A surprising dilemma is plaguing elderly Americans. It’s a crisis usually associated with millennials, but millions over 60 are dealing with it in stark terms.
“This is a mountain that I will never be able to climb,” said 76-year-old Seraphina Galante. “I am terrorized.”
Galante wasn’t talking about a disease or medical expenses. She was talking about her student loans. Galante is one of an estimated three million Americans over 60 dealing with student debt. Elderly Americans owe a massive $86 billion slice of the $1.5 trillion total U.S. student debt pie.
And while student debt is crushing the young, the elderly are increasingly suffering as well.
“I don’t see the justice or even the logic. It’s not gonna reduce, ever. And the emotional part of it that it’s there. That it’s always gonna be there,” said Galante. “This will follow me to the grave.”
Stories like Galante’s have spurred the American Association of Retired Persons (AARP) to take interest in student loans. In particular, the AARP is fighting the all-too-common practice of student loan companies garnishing the Social Security checks of elderly debtors. Social Security garnishment is common among the 40% of student loan debtors over 65 that are in default.

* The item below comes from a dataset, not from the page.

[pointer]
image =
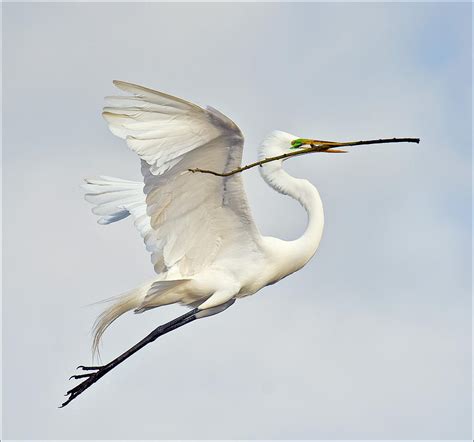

“We consider it a looming threat,” said Lori Trawinski, director of banking and finance at the AARP Public Policy Institute. “The idea that you could have student loan debt of your own that lasts 20 or 30 years, and then pick up some for your child that could last another 20 or 30 years—you’re looking at a lifetime of carrying student loan debt in some form.”
To make her student loan payments, Galante works as a family caregiver consultant. Her income-based monthly payment of $176 doesn’t even cover her interest, let alone touch her $40,000 debt. And she’s not paying off her children or grandchildren’s education — she’s paying off her own.
“The fastest growing segment of student loan borrowers are actually older Americans,” said Seth Frotman, a student debt expert formerly of the Consumer Financial Protection Bureau. “Because of student loans, we are literally driving tens of thousands of older Americans into poverty.”
This long shadow of student debt has made the issue of student debt forgiveness, a 2020 Democratic campaign issue, one of multigenerational interest.